If you work in content marketing, this week’s Podcast Recapper is a must-read.
Episode eight of Xero Hour, hosted by Saul Colt, featured C.C. Chapman, bestselling author, keynote speaker, in-demand marketing consultant and content marketing expert.
“Content marketing is one of those interesting things,” Chapman. “What I like to start with is defining content which I say is everything you need to create and share your story. That can be anything in the tools, the techniques, and the way you do it is different.”
He continued: “I like to argue that all marketing when it’s done right is content marketing; a blog, or a print ad, or a tweet, or a podcast like we’re doing now. It all comes together.”
Cavemen drawing on walls telling stories is marketing, he noted. Look at how word-of-mouth began during the town crier hear days.
“The real smart marketers know that content has always been there but the tools we have no make it so much easier to create on the fly. You still need skills, but you can create it.”
One of the reasons brand get lost on Instagram is because it hasn’t enabled links, we learned in the podcast. Nothing can be hyperlinked expect for one link in your profile, so marketers freak out and start doing silly things like posting banners and brochures. It’s like Web 1.0.
What Instagram empowers brands to do is it gives people a true sneak peek inside their lives, Chapman said. No matter what company you work for, you’ve got intriguing events going on around the office, so you can take pictures and personalize the Instagram experience. It shouldn’t just be product shots. If your Instagram feed is just glamour photos of your products, no one’s will want that. They can get that from your website or Facebook. You should show the making of the product.
Experiment, figure out, look at competitors, find out what works
How you approach content marketing depends on your brand, the themes you use, and the voice you decide to emplo.
“One of the best things about the Tnternet is that you can shine a light on other stuff,” Chapman noted. “Newspapers are notorious for not linking out to people they talk about in stories, or the original photograph, or the original photograph that inspired their stories, and that’s stupid. That’s what makes the internet a beautiful thing, is the fact that all of a sudden that retailer you’re talking about I’m going to go over and check out this other brand, but I’ll come back because this person isn’t just saying look at me, look at me, look at me.”
Be on social platforms so other brands can link back to you, point to you.
And don’t neglect blogging. “At the end of the day you own your blog. It’s not going away.”
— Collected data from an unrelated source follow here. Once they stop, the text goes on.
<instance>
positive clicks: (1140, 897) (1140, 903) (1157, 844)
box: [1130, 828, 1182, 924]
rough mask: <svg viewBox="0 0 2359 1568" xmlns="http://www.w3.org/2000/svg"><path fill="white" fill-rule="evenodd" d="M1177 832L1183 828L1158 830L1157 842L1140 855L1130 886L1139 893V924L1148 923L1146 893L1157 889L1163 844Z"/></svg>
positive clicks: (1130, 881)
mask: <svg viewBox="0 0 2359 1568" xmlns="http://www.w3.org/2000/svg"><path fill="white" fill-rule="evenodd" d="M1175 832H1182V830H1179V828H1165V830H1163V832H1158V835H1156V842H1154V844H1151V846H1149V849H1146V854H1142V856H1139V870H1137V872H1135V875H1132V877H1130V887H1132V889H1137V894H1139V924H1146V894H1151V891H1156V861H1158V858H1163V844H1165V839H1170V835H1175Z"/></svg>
As for sharing your brand arc, storytelling can be taught, but you are either really good at it or not, and can learn the basics, but either you have it or you don’t. He added, “Turning it into an artform is in your DNA.”
The startup rollercoaster
The glamorous side of entrepreneurship is what gets all the media attention, but it a dark and crazy road, Chapman said. “I’ve always had the entrepreneur vibe in my body but it’s really difficult. As we talk right now I’m in a weird spot where I’m having more of those nights of ‘oh my God what am I gonna do,’ than ‘wow I just landed this really awesome client,’ and it gets really scary. There is something to be said for the stability of getting a paycheque every week. That is very reassuring.”
Through his startup career, he’s enjoyed a daily education. “Always be a lifelong learner,” Chapman advised. “You always want to learn new things, to constantly be exposing yourself to new things, and then everything you learn share it with others. I remember Eric Rice said ‘learn everything you can, and share everything you know,’ and that has been my guiding principle for a really long time.”